Nachdem für das Album so gut wie keine PR gemacht wurde, sind Guns N’ Roses mit neuem Gitarristen DJ Ashba seit Dezember 2009 wieder auf Tour. Zunächst spielten sie einige Konzerte in Asien, wo sie unter anderem in den Tokyo-Dome nach Japan zurückkehrten. Danach führte sie die Tour nach Kanada sowie für zwei Secret-Gigs in die USA und nach Südamerika. Von Juli bis Oktober spielten Guns N’ Roses in Europa, zuletzt waren sie in Australien unterwegs.

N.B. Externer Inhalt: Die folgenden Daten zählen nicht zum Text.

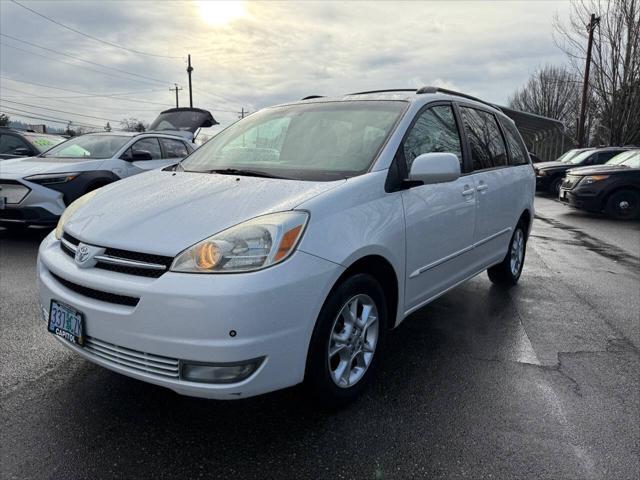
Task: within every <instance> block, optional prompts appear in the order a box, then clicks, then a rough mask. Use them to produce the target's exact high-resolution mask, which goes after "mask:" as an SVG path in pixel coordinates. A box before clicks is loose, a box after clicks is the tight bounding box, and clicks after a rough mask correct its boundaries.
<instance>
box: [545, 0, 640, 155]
mask: <svg viewBox="0 0 640 480" xmlns="http://www.w3.org/2000/svg"><path fill="white" fill-rule="evenodd" d="M592 13H594V14H595V15H596V16H598V17H600V25H599V27H597V29H596V31H595V32H594V42H593V53H592V59H591V72H592V73H591V77H590V82H589V88H590V90H591V92H592V95H593V96H594V97H595V99H596V105H595V108H593V109H592V110H593V111H594V114H595V117H596V122H597V124H596V126H595V138H594V139H593V141H592V142H591V143H592V144H593V143H606V144H609V145H626V144H637V143H640V113H639V112H640V0H579V1H578V0H574V1H573V2H572V7H571V14H570V18H569V21H568V22H566V23H562V22H560V21H559V20H558V19H556V25H555V28H556V42H557V43H558V45H559V46H560V48H562V49H563V50H564V51H565V52H566V53H567V55H568V56H569V59H570V61H571V65H572V67H573V70H574V72H575V74H576V75H579V76H582V74H583V71H584V64H585V58H586V49H587V37H588V31H587V28H586V24H587V23H588V21H589V17H590V15H591V14H592Z"/></svg>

Bei einem Konzert in der Londoner O2 Arena am 14. Oktober 2010 spielte zum ersten Mal seit 1993 Ex-Bassist Duff McKagan wieder bei einem Auftritt der Band mit. Er spielte Bass bei den Liedern You Could Be Mine, Nice Boys und Knockin’ on Heaven’s Door und Tamburin bei Patience.[12]

Am 2. Oktober 2011 spielten sie zum dritten Mal in Folge auf dem alle 10 Jahre stattfindenden Rock in Rio Festival in Rio de Janeiro als Headliner. Im Anschluss folgte eine Amerika-Tournee.

Ihr bis dato letztes Deutschland-Konzert gab die Band am 8. Juni 2012 in Mönchengladbach.